If I keep going down the list it must at some point loop since there can only be $16^{64}$ possible SHA-256 hashes. So at some point the hash I get has already been in the list before.

The problem is that the algorithms behind SHA-256 is above what I can currently comprehend (I'm only 17 and a part free programmer for 3 years). But on here there seem to be a lot of geniuses so my question is:

Is SHA-256 designed to loop after exactly $16^{64}$ hashed hashes, or is there a chance it will do so before that point?

Also: If so, it would probably do multiple times.

I saw the post on $\operatorname{Hash}(x)=x$ with $p=1-\frac1e$ answered by User fgrieu, saying that we don't yet know. But if this is determined by probability is my question also answered by probability? Please let me know if I'm thinking the wrong way or give me an answer if you have one.

• If you detect a loop then you likely have found a collision. You expect this to happen after $2^{128}$ inputs. Also see chapter 2.1.6 of the HAC – SEJPM Feb 27 '16 at 19:35
• Hint: we can approximate SHA-256 restricted to 256-bit input to a random mapping. Then, the classical results of Philippe Flajolet, Andrew M. Odlyzko Random mapping statistics apply, and allow to answer quantitatively (under such approximation).
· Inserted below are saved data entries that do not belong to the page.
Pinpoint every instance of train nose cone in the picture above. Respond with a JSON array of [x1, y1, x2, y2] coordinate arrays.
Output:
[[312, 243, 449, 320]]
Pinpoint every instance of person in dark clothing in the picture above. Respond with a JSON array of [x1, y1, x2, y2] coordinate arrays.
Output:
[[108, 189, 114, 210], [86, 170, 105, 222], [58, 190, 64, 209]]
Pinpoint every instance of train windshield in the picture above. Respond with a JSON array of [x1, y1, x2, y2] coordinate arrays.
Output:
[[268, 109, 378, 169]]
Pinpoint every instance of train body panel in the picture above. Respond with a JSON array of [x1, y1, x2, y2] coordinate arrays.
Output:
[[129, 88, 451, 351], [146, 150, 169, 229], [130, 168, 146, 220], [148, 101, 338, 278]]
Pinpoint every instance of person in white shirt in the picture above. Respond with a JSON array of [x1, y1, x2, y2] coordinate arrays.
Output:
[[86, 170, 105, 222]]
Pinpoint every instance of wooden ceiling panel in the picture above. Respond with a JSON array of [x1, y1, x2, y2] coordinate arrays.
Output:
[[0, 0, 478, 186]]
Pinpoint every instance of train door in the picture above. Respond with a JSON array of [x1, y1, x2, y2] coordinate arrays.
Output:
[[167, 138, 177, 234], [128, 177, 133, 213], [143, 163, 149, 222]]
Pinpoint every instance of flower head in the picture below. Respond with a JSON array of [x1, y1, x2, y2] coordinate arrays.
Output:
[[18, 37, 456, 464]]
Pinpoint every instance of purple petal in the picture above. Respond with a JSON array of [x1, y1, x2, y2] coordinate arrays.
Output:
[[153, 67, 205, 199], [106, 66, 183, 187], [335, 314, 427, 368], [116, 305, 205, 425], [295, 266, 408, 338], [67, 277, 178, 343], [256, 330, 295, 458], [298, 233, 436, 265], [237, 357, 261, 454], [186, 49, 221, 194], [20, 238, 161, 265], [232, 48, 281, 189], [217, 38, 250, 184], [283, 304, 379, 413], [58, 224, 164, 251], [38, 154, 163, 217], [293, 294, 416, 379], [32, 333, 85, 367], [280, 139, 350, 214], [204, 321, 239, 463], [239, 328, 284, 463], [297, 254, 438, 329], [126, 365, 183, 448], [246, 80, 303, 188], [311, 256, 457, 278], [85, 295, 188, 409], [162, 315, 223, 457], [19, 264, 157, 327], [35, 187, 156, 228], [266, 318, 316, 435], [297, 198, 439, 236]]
You can also experiment with a computer simulation, e.g. by studying SHA-256 restricted to its lowers 32 or 40 bits. – fgrieu Feb 27 '16 at 19:50
• Note that if you need a guarantee a hash will never loop, the easiest method is also adding a counter (e.g. $X_{n+1} = \operatorname{SHA-256}(X_n || n)$ , this is the way HKDF basically works. – Daan Bakker Feb 28 '16 at 16:30

## 1 Answer

Is SHA-256 designed to loop after exactly $16^{64}$ hashed hashes, or is there a chance it will do so before that point?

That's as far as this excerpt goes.